BERITAPERS || BULUKUMBA – Ketua Umum Lembaga Panrita Bhinneka Bersatu (LPBB), Harianto Syam, memberikan tanggapan serius terkait polemik pembangunan Pasar Sentral Bulukumba yang diduga menyimpan persoalan hukum.
Ia menegaskan bahwa pihaknya terus memantau perkembangan kasus ini melalui jejak audiensi, klarifikasi, dan hasil observasi dari berbagai sumber.
”Terkait dugaan korupsi pada pembangunan Pasar Sentral Bulukumba, saya selalu mengamati persoalan ini dari berbagai sisi. Namun, fokus saya bukan sekadar mencari klarifikasi ke pemerintah, melainkan meninjau kembali peristiwa 31 Maret 2026—apakah benar ada indikasi tersangka ataukah hanya sekadar miskomunikasi,” ujar pria yang akrab disapa Anto Harlay ini kepada awak media, Selasa (28/4).
Menyoal Takaran Nilai Kerugian Negara
Anto menyoroti adanya perbedaan pandangan di tengah masyarakat mengenai batasan nilai nominal kerugian negara yang dapat diproses secara pidana.
”Ada yang berpendapat kerugian di atas Rp50 juta pasti diproses pidana, sementara sisi lain menyebut nominal di bawah Rp200 juta. Secara pribadi, saya menyimpulkan masalah ini butuh pendalaman khusus. Belajar dari jejak digital perkara korupsi sebelumnya, kita tidak hanya melirik nilai nominal, tetapi juga aturan hukum sebelum perkara dinyatakan naik ke tahap penyidikan,” jelasnya.
Ia mengingatkan agar opini publik atau kritikan netizen tidak sampai mengaburkan kebenaran hukum yang dapat mencoreng kredibilitas institusi terkait. Sebagai aktivis, Anto menekankan pentingnya menjaga kondusivitas dengan mengedepankan “kecerdasan administrasi” dalam memperjelas suatu masalah.

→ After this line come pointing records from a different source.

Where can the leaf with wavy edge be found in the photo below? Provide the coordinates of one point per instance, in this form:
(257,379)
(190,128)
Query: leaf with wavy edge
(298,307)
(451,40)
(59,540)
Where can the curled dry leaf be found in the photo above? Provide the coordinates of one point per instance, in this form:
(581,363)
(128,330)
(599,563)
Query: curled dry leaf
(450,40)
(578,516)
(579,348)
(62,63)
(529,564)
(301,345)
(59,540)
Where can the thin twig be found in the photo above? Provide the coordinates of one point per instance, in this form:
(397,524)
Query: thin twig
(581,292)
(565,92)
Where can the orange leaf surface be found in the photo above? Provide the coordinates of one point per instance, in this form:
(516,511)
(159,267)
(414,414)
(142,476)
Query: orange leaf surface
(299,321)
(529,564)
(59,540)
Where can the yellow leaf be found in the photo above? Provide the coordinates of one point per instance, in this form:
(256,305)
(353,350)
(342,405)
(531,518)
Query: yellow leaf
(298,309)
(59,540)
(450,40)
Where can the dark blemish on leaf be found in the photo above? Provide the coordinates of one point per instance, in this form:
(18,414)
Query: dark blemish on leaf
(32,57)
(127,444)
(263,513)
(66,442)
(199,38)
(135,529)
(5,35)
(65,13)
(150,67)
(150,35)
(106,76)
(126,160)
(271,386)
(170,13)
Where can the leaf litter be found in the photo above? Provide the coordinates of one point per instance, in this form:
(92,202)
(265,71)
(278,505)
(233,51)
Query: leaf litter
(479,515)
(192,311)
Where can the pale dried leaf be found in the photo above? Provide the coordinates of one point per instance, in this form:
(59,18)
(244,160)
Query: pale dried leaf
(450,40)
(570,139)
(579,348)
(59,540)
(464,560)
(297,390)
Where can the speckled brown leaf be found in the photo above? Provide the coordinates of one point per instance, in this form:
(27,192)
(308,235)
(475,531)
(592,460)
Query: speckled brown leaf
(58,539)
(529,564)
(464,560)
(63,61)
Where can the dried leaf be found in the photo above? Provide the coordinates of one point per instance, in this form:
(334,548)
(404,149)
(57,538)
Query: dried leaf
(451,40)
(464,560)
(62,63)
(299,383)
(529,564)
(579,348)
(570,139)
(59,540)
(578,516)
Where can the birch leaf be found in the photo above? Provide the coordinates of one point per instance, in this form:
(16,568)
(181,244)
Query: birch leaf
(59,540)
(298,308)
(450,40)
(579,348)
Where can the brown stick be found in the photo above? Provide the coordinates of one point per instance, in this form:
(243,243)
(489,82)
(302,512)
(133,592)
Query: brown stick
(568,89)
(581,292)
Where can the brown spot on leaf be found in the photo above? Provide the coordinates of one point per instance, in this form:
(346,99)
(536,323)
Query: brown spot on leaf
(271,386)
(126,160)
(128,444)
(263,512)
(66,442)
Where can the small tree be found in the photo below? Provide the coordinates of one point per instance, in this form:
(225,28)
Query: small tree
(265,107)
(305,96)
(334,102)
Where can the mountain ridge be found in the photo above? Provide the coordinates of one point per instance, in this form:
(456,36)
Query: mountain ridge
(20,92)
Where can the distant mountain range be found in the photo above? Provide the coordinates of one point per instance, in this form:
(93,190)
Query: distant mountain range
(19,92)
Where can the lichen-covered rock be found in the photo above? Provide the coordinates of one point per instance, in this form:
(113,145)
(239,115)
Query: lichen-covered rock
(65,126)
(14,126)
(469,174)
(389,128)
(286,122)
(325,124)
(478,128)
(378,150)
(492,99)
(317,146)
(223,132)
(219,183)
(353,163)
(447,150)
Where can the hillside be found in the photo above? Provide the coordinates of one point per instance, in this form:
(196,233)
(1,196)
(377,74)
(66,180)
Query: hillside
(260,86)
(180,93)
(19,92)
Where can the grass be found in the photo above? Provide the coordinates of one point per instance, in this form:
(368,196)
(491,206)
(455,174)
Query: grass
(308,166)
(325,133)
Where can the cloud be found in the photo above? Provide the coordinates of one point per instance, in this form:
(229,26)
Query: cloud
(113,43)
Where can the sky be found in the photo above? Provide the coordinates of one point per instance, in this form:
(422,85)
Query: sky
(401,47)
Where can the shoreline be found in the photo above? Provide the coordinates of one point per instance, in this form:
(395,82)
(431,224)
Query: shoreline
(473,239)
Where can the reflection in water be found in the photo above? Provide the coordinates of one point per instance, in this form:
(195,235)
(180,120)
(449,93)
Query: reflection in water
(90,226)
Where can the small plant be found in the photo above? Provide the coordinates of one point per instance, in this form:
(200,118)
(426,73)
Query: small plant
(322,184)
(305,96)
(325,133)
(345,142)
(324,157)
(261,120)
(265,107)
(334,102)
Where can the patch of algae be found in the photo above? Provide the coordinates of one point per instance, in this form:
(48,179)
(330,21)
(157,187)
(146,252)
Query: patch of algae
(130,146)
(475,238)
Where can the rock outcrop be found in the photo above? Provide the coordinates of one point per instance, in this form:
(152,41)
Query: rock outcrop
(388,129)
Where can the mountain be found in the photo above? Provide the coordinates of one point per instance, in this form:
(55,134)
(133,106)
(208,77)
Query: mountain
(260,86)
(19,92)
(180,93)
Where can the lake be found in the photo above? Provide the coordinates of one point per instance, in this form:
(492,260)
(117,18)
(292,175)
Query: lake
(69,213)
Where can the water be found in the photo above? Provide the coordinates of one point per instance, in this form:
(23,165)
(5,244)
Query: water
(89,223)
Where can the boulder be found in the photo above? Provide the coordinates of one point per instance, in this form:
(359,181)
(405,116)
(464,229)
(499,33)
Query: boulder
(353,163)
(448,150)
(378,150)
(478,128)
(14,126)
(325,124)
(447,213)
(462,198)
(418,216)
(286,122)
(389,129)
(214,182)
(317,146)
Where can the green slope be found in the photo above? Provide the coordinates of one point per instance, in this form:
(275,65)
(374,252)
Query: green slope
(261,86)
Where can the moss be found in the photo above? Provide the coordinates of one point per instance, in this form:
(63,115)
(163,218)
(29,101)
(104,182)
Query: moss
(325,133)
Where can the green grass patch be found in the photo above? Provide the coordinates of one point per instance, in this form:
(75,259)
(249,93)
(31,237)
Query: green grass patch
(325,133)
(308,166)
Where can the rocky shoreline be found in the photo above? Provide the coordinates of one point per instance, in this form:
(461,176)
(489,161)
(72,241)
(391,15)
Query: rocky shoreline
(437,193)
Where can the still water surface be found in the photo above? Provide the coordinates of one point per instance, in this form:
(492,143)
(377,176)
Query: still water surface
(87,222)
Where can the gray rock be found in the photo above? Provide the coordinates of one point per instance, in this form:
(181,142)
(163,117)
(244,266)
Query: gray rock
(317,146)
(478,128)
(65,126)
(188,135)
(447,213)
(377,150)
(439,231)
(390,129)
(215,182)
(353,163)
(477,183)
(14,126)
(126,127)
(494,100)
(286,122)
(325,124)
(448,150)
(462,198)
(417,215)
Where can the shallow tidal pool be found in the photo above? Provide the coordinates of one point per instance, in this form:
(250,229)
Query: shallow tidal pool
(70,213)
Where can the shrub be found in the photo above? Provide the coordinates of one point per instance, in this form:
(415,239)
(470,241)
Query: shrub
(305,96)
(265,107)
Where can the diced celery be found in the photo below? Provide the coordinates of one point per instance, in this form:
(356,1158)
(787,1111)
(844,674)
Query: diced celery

”Saya bukan hanya belajar memahami soal bela negara atau sekadar percaya pada isu publik, tetapi bagaimana menjadi aktivis yang tertib secara administrasi untuk mengurai masalah sesuai ketentuan undang-undang,” tegas Anto.
Langkah Strategis: Bersurat ke Kejagung hingga DPR RI
Harianto mengungkapkan bahwa hasil observasi internal LPBB kini telah rampung. Dalam waktu dekat, LPBB bersama rekanan Cipayung dari organisasi KKRB akan melakukan langkah-langkah formal.
”Kami akan segera bersurat untuk audiensi ke Komisi I DPRD Bulukumba. Selain itu, kami juga akan menyurat ke Komisi Kejaksaan serta Jaksa Agung Muda Bidang Tindak Pidana Khusus (Jampidsus) sebagai bentuk permintaan keterbukaan informasi atas hasil audiensi kami di Kejari Bulukumba sebelumnya,” tambahnya.
Jika hasil jawaban dari aduan tersebut dianggap masih keliru, Anto menegaskan tidak ragu untuk membawa persoalan ini ke tingkat nasional.
”Kami akan mengajukan permohonan atensi ke Komisi III DPR RI terkait implementasi undang-undang dan prosedur pemeriksaan tindak pidana korupsi yang sebenarnya. Apa yang kami lakukan bertujuan agar hasilnya menjadi edukasi yang proporsional bagi masyarakat maupun pemerintah,” tuturnya.
Terkait teknis korespondensi ke lembaga-lembaga pengawasan tersebut, pengurus KKRB telah memberikan kepercayaan penuh kepada LPBB untuk mengelola nomor register, korespondensi email, hingga perihal surat.
Catatan Peristiwa 31 Maret
Menariknya, di media sosial, Anto Harlay melalui akun Facebook Virgo Anto Harlay sempat mengunggah catatan reflektif mengenai peristiwa Selasa, 31 Maret 2026.
Ia menggambarkan suasana tegang saat aksi unjuk rasa berlangsung, di mana desakan massa dan spanduk tuntutan menjadi saksi bisu pencarian keadilan di hadapan gedung pemerintahan.
”Kenangan 31 Maret adalah suasana tegang, di mana miskomunikasi bertemu dengan amarah dan desakan yang menyatu pada janji yang harus dijawab,” tulisnya dalam unggahan tersebut.